Calcutt Farmhouse is a Grade II listed building in the Wiltshire local planning authority area, England. First listed on 17 April 1986. Farmhouse. 13 related planning applications.

Calcutt Farmhouse

WRENN ID
broken-cobble-tallow
Grade
II
Local Planning Authority
Wiltshire
Country
England
Date first listed
17 April 1986
Type
Farmhouse
Source
Historic England listing

Description

Calcutt Farmhouse is a stone farmhouse dating from the late 18th and/or early 19th century, extended in the mid-19th century. It stands in Cricklade, North Wiltshire.

The building is constructed in coursed limestone rubble with ashlar quoins and dressings to the front and brick dressings to the rear wing. The front range has a gabled-ended stone slate roof, while the rear wing has a reconstructed stone slate roof. The front range features a stone stack gable and a stone axial ridge stack with base and cap moulds to the shafts. The former gable end of the 19th-century rear wing has a brick stack.

The farmhouse is L-shaped in plan. Originally it had a two-room plan with a parlour on the left and a kitchen on the right, separated by a central entrance and stairhall. In the mid-19th century, another room was added to the right and a service wing was built behind it, containing a new kitchen and pantry or dairy, creating the current three-room plan.

The two-storey house with attic has a three-bay symmetrical front, extended in the 19th century to the right by one additional bay with matching details. A central entrance doorway is set beneath a wide flat stone canopy carried on a pair of shaped stone brackets. The doorway contains a pair of 19th-century panelled double doors, screened by late 20th-century glazed sliding doors, with dressed stone jambs. Each floor of the original section has three four-by-four pane sash windows in ashlar surrounds with projecting sills. The west gable end has a similar sash at first-floor level. Rear windows of the main range have chamfered timber lintels: two early 19th-century sashes with bars to the ground floor and 20th-century casements to the central stairwell window and upper floor. To the left of centre is a blocked doorway with a timber lintel. The 19th-century rear wing of three bays has segmental brick arched casements to the first floor, set above a verandah supported on timber posts.

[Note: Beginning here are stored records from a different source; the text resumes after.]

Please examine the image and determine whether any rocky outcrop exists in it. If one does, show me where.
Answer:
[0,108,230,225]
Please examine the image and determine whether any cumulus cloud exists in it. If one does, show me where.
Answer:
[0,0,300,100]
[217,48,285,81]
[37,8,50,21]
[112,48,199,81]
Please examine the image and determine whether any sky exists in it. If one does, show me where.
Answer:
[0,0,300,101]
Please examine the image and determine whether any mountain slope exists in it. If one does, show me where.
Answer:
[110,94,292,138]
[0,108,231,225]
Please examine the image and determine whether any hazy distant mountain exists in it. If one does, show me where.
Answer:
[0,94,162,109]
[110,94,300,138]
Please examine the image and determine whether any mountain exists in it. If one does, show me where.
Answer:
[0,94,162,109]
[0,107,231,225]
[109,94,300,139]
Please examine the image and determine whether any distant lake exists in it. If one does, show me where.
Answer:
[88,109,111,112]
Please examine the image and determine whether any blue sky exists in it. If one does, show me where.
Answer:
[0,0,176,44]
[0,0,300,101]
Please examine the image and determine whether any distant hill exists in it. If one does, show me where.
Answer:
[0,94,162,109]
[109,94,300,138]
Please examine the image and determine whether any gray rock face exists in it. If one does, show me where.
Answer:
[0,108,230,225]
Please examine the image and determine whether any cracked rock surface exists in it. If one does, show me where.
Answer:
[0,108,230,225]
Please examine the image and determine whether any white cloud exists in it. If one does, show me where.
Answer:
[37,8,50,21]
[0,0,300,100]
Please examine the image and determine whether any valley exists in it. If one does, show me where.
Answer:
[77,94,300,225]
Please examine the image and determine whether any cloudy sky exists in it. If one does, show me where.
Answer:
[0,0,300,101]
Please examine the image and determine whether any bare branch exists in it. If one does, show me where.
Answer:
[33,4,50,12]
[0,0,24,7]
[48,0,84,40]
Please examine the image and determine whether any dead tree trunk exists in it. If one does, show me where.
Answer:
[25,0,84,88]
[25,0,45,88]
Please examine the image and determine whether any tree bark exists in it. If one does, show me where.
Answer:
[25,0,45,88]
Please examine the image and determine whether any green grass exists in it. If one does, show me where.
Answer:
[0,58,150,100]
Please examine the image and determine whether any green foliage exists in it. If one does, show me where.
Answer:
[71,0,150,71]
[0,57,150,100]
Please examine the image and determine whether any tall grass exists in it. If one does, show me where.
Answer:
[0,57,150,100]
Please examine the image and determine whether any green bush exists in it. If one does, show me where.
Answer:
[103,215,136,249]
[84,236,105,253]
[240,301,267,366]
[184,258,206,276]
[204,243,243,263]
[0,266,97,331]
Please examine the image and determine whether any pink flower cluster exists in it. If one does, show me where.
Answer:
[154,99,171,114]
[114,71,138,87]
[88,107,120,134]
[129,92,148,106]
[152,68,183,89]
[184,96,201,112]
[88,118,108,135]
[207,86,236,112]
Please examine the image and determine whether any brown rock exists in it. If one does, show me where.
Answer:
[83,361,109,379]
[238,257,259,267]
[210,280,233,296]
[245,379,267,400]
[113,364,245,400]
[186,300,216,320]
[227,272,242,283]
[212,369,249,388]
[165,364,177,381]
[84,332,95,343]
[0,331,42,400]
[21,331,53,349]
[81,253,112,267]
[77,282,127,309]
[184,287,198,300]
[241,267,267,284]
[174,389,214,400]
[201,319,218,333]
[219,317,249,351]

Internally, the parlour contains a chamfered axial beam with step stops and a china niche with shaped shelves and panelled doors. The former kitchen at the centre also has a chamfered axial beam with step stops, and a large stone fireplace with a repaired timber bressumer, including the remains of a bread oven. The farmhouse contains some 18th-century joinery including panelled doors and architraves. The chamber above the parlour has a small stone chimneypiece with cupboards with panelled doors to the left and right. The stick balustrade to the stairs has been removed except for those to the upper flight leading to the attic. The roof structure is a tenoned-purlin design, complete with common rafters.

The internal and external fabric and architectural detailing suggest the building dates from the late 18th and/or early 19th century. It is a good example of a late Georgian stone farmhouse, using high-quality materials and craftsmanship expressing local vernacular traditions. Its plan form has remained mostly intact and includes good-quality features that illustrate the historic development of the building.